Besides serological biomarkers, bioactive imaging such as PET-CT has been suggested for assessing disease activity properly and distinguishing it from fibrotic damage in IgG4-RD. Although large cohorts have demonstrated the efficacy of PET-CT [37,38] and the new guidelines underline its value [8], we did not systematically evaluate this technique in our cohort. However, PET scans provided significantly more insight into activity patterns than conventional imaging techniques, particularly in the case of large vessel involvement, but the low case numbers in our study prevented any firm conclusions. Future studies are needed to assess its value in light of the organs involved.
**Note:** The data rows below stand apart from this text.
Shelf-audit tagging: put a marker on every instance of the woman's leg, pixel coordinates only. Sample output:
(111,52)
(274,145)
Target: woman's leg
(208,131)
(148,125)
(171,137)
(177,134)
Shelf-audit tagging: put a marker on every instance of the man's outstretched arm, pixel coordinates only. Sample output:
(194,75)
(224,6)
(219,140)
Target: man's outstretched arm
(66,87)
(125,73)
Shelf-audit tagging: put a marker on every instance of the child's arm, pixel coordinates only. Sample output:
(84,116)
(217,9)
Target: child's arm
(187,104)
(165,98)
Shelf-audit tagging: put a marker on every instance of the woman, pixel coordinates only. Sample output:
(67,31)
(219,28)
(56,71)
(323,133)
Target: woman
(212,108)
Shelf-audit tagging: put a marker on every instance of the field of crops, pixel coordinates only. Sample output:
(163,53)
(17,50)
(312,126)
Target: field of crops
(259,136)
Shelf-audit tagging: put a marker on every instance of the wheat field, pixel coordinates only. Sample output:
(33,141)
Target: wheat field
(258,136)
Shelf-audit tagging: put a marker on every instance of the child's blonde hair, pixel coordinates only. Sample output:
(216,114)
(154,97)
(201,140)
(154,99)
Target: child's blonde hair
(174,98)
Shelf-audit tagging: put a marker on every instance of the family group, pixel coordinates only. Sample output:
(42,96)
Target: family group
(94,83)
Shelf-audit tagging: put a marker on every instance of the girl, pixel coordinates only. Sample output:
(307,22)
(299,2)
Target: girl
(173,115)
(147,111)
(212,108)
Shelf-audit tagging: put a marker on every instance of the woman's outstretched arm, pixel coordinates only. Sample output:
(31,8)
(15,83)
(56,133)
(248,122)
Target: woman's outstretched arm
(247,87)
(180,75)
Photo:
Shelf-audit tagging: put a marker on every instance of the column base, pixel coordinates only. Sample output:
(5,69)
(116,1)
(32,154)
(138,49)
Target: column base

Our study inclusion criteria were based on either the ICDC or U-AIP classification. Interestingly, by using the new ACR/EULAR classification, we would have lost many patients, as it identified only 37%. The large number of patients with type 1 AIP, in whom obtaining a tru-cut needle biopsy specimen remains challenging, is most likely responsible for this diagnostic gap, as this classification strongly relies on histological criteria [4,5]. However, more studies are warranted to examine this explanation in other European cohorts. The mean age of our patients was slightly lower than in previous reports [39]. Exocrine pancreatic insufficiency, present in 24% of our IgG4 cohort, is also in agreement with the large number of type 1 AIPs, as one-third of these patients develop pancreatic atrophy and subsequent insufficiency within three years of diagnosis [40]. Endocrine insufficiency rates, gender distribution, and cross-organ manifestations also reflect previous reports. Unfortunately, the limited measurements of pancreatic function during the course of disease prevented us from putting treatment response into direct correlation. A high proportion of our patients (65%) had multi-organ involvement (median two organs affected; range 1–5), again a feature validating the representativeness of our cohort [41]. However, lymphadenopathy was frequently lower in our cohort than in others, although most patients in our study underwent complementary imaging techniques [25]. Overall, our cohort appears to be representative of the European IgG4-RD population, hence allowing our conclusions.

Strengths and Limitations

The main weakness of our study lies its retrospective design, which limits firm conclusions on therapeutic recommendations. However, our study is one of only a few reporting true long-term, follow-up data in a representative European IgG4-RD cohort treated with RTX [13,25]. As in other reports [13,25], our study cannot address the extent to which RTX therapy prevents organ damage, which is mostly driven by the fibrotic reaction present in IgG4-RD. Future studies are warranted to address this critical concern. Another problem is the lack of a standardised RTX treatment protocol, although we switched to an absolute dosage 1 g at our centre following the work of Carruthers et al. [19]. Similarly, steroid maintenance therapy was not homogeneously administered to all patients. Finally, the case numbers in our study remain low, despite our cohort being one of the largest in Europe connected to a single centre [42]. Multicentre studies, such as the planned PrescrAIP initiative, which will present the pan-Europe experience on current AIP treatment regimens [42], are urgently needed. A randomised controlled setting focused on RTX, like that achieved by the trial on long-term maintenance corticosteroid therapy [9], should be a future goal to harmonise the treatment of IgG4-RD.

5. Conclusions

RTX maintenance therapy should be considered only for difficult-to-treat IgG4-RD patients, but seems to be safe and effective. Relapse remains common but repeated RTX administration is reasonable and feasible to control disease. The RI is a valid index to assess disease activity and identify patients who would potentially benefit from a B-cell-depletion strategy.